ASTraM: Actionable Intelligence for Sustainable Traffic Management

Source: TH

Subject: Science and Technology

Context: Former Dutch Prime Minister Dick Schoof recently visited the Bengaluru Traffic Management Centre to study the ASTraM system, an AI-driven platform that has gained international interest for its ability to predict and manage urban traffic congestion.

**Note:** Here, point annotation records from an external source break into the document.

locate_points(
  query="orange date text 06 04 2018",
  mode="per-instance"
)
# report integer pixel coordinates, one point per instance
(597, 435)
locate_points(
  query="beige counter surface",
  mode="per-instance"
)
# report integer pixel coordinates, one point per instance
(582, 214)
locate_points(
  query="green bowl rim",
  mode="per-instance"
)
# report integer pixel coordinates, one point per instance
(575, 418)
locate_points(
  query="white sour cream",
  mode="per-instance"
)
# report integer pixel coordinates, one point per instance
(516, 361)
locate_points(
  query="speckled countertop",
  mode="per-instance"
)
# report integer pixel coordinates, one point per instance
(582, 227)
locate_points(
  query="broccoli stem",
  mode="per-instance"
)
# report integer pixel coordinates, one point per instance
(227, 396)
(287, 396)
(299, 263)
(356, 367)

About ASTraM: Actionable Intelligence for Sustainable Traffic Management:

What it is?

  • ASTraM is an advanced AI-based big data platform designed for macro-level traffic management.
  • Unlike traditional GPS applications that only show current traffic, ASTraM acts as a smart traffic engine that provides holistic, real-time situational awareness to city authorities.

Developed By:

  • The system was developed through a collaborative effort between the Bengaluru Traffic Police and Arcadis, a prominent Dutch design and consultancy firm.

Aim:

  • The primary objective of ASTraM is to transform traffic policing from a reactive model (responding to complaints) to a proactive, data-driven model.
  • It aims to reduce congestion, improve road safety, and streamline incident reporting through automated intelligence.

How it Works?

The platform functions by pooling massive amounts of data from various streams:

  1. Data Integration: It ingests live feeds from CCTV cameras, Automatic Number Plate Recognition (ANPR) systems, and open data sources.
  2. Analysis: The AI engine processes this data to identify patterns in both recurring (daily bottlenecks) and non-recurring (accidents/protests) congestion.
  3. Communication: The system batches detected issues and sends automated alerts to relevant traffic officers at 15-minute intervals, ensuring localized intervention.

Key Features:

  • Situational Awareness: Provides a bird’s-eye view of the city’s traffic health on a centralized dashboard.
  • Predictive Analytics: Monitors trends to forecast potential traffic chokeholds before they paralyze the roads.
  • Incident Reporting Bot: Uses automated tools (BOTs) to log and report accidents or road obstructions quickly.
  • Event Management: Helps police prepare for large-scale events like processions or public unrest by simulating traffic impacts.
  • Dashboard Analytics: Offers deep-dive data for long-term urban planning and infrastructure adjustments.

Significance:

  • Consolidates multiple media formats into one actionable picture, far outperforming manual monitoring or social media complaints.
  • By providing more localized and accurate data than general mapping apps, it helps prevent accidents caused by human or GPS errors.